Character formats

The Optim™ solutions use the Unicode character set in dialogs and to process data.

DBMS Character sets

Optim supports the following DBMS character sets
Table 1. Oracle - character set support
AL16UTF16 JA16SJIS
AL32UTF8 NEE8ISO8859P4
AR8ISO8859P6 N8PC865
AR8MSWIN1256 TR8MSWIN1254
BLT8MSWIN1257 US7ASCII
CDN8PC863 US8PC437
CL8ISO8859P5 UTF8
CL8MSWIN1251 UTF16
EE8ISO8859P2 VN8MSWIN1258
EE8MSWIN1250 WE8DEC
EL8ISO8859P7 WE8ISO8859P1
EL8MSWIN1253 WE8ISO8859P9
IW8ISO8859P8 WE8ISO8859P15
IW8MSWIN1255 WE8MSWIN1252
Table 2. Sybase ASE - Character Set support
cp437 cp1257
cp850 iso_1
cp1250 iso_2
cp1251 iso_4
cp1252 iso_5
cp1253 iso_6
cp1254 iso_7
cp1255 iso_8
cp1256 iso_9
roman8 UTF16
UTF8  
Table 3. DB2 z/OS - Character Set support
437 865
850 1252
860 UTF8
863 UTF16
Table 4. DB2 Linux, UNIX, Windows - Character Set support
437 964
850 970
860 1252
863 1363
865 1370
936 1383
949 1386
950 UTF8
UTF16  
Table 5. SQL Server - Character Set support
1252
UTF8
UTF16
Table 6. Informix - Character Set support
1252
UTF8

Directories and files

The names of all directories and files referenced by, generated by, or used with the solutions must consist of ASCII characters. This requirement applies to the installation directories for the Optim solutions, as well as the directories used in processing (for example, temporary work directory, data directory, and other directories that are identified in personal and product options or when configuring the server).
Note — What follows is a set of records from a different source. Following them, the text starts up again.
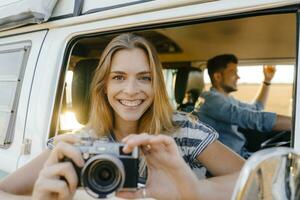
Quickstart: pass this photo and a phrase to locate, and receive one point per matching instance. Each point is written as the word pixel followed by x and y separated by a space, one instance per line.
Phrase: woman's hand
pixel 168 175
pixel 269 72
pixel 58 180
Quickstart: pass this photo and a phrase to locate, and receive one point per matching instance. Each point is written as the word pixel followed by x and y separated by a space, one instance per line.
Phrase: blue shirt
pixel 226 114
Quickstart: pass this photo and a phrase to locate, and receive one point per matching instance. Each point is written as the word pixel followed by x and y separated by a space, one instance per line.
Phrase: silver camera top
pixel 90 147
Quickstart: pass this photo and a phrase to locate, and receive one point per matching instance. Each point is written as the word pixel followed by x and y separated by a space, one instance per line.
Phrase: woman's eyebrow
pixel 117 72
pixel 144 72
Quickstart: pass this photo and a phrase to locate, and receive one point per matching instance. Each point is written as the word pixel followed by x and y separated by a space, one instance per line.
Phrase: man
pixel 226 114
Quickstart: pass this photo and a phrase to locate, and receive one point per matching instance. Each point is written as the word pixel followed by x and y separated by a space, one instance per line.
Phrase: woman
pixel 130 105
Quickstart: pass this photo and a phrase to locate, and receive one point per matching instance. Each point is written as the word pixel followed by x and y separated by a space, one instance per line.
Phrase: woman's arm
pixel 21 181
pixel 220 160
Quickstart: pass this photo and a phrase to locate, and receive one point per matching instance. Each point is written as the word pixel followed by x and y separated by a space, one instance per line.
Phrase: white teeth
pixel 131 103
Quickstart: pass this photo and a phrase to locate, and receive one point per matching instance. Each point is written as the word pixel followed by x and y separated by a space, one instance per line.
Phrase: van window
pixel 13 59
pixel 184 50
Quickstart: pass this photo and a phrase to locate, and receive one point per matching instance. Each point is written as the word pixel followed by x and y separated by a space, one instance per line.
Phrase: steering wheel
pixel 282 138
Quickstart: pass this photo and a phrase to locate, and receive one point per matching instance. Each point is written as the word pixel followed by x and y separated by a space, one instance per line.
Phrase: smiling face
pixel 226 80
pixel 129 86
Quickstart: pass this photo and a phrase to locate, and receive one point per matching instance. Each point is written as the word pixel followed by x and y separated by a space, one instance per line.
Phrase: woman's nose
pixel 131 87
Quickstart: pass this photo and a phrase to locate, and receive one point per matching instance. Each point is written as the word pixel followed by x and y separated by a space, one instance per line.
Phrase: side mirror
pixel 272 173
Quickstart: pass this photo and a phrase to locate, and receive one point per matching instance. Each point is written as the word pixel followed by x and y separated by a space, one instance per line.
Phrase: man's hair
pixel 219 63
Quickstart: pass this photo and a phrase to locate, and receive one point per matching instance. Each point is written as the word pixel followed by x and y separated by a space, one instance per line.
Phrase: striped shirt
pixel 192 138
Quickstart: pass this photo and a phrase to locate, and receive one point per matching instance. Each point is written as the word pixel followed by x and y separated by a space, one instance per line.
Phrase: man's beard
pixel 228 88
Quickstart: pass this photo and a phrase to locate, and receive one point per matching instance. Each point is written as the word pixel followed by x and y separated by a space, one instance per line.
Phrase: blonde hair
pixel 157 118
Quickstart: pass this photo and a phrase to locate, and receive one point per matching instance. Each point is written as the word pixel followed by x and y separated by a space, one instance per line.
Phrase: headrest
pixel 82 77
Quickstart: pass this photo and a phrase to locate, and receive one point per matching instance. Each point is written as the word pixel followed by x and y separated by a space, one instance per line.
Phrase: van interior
pixel 184 49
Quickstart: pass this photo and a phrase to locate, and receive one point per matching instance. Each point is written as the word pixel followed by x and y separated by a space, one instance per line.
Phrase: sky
pixel 254 74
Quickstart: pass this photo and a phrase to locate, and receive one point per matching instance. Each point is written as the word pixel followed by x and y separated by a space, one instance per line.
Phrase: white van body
pixel 49 40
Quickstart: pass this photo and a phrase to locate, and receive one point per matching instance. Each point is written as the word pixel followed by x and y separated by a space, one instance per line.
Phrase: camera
pixel 107 168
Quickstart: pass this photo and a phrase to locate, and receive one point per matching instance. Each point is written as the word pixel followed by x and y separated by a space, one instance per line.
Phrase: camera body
pixel 107 168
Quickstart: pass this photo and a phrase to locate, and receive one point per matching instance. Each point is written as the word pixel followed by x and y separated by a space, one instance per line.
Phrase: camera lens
pixel 102 175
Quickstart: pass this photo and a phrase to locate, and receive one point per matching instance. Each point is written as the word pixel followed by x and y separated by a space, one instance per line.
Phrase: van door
pixel 18 58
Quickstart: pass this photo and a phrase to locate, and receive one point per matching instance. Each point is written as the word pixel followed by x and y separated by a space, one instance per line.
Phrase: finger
pixel 65 170
pixel 62 150
pixel 58 187
pixel 167 141
pixel 68 138
pixel 141 193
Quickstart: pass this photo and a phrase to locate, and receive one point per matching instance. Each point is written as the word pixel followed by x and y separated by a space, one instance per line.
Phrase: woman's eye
pixel 118 77
pixel 146 78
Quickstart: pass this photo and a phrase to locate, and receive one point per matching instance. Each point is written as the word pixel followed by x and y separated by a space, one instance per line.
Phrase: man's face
pixel 229 77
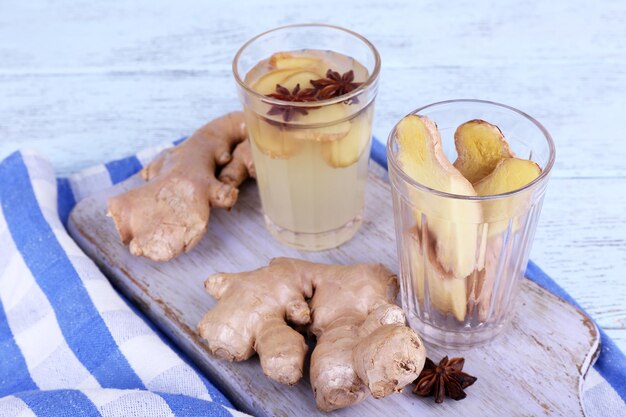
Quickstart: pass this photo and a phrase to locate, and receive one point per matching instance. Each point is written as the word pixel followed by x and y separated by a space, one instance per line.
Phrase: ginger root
pixel 453 222
pixel 169 214
pixel 363 345
pixel 480 146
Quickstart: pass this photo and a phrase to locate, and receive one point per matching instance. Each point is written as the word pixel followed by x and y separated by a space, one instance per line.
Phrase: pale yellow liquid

All text files generated by the solutions are in Unicode format and you can edit them with a Unicode-compatible text editor such as Microsoft NotePad. the Optim solutions recognize Byte Order Mark headers in externally generated files and the following encodings:

  • UTF-8
  • UTF-16
  • UTF-32
  • ASCII
  • Multi-byte
Note: You cannot compare archive files created before version 6.0 with files created using a more recent version of the Optim Data Growth Solution. You can, however, convert early archive files to compare data in the resulting extract files.

Optim server

Every locale (or its translation) that the server is required to handle must reside on the server machine. In other words, the server must have access to the locale of the delegating workstation. A utility, pr0locl.exe, is provided to tell you the locales that are installed on a machine and the locales with which it is compatible. As an example of the output in a Windows environment, see:

Current operating system: Microsoft Windows XP
C runtime locales are:
   LC_CTYPE    = English_United States.1252
   LC_COLLATE  = English_United States.1252
   LC_NUMERIC  = English_United States.1252
   LC_MONETARY = English_United States.1252
   LC_TIME     = English_United States.1252
Language Environment Variables:
   LC_ALL =
   LANG   = 
Windows Locale is:
   LCID      = 1033 (409)
   Code Page = 1252 (4E4)
RT Server requests can run on or from a UNIX
system that has these locales or their derived locales installed
   C
   en_US.ISO8859-1

Optim directories and DB aliases

The Optim solutions support storing data in single-byte (ASCII), universal character encoding (Unicode), and multi-byte character sets. The default character set is single byte. When you create an Optim directory or DB alias using a database for which Optim supports Unicode or multi-byte characters, you are prompted to indicate the character format used for storing data. To use DB aliases with different character sets, the Optim directory must be in Unicode format. If you indicate that the DB alias for the Optim directory database should share connection information with the directory, the DB alias must use the same character set as the directory. The directory and DB aliases can be configured to support Unicode, if character data in your Unicode-enabled database is kept in Unicode format.

Unicode support

The Unicode character set is supported for Oracle, Sybase ASE, Microsoft SQL Server, DB2® for Linux®, UNIX, andWindows, Informix, and DB2 for z/OS® databases. To process data in a Unicode-enabled database, the Optim directory must also be in a Unicode-enabled database and the directory and DB aliases for Unicode-enabled databases must be flagged during the configuration process.

Oracle

Unicode-enabled Oracle database servers commonly use UTF-8 but may use UTF-16. The Oracle client typically uses a single-byte character set. Using char semantics from Oracle Unicode Servers for char type columns (longer than 500) and varchar2 type columns (longer than 1000) is not supported. To prevent any loss of data, the character set used by the database client must be compatible with the character set of the database server. This requirement is enforced as follows:

Version 8i Oracle clients

For release 8i, the character set for the Oracle client is set in the NLS_LANG environment variable, for example:

  • SET NLS_LANG=AMERICAN_AMERICA.UTF8

Restart the Optim solution, the configuration program, or both after making any changes to the character set.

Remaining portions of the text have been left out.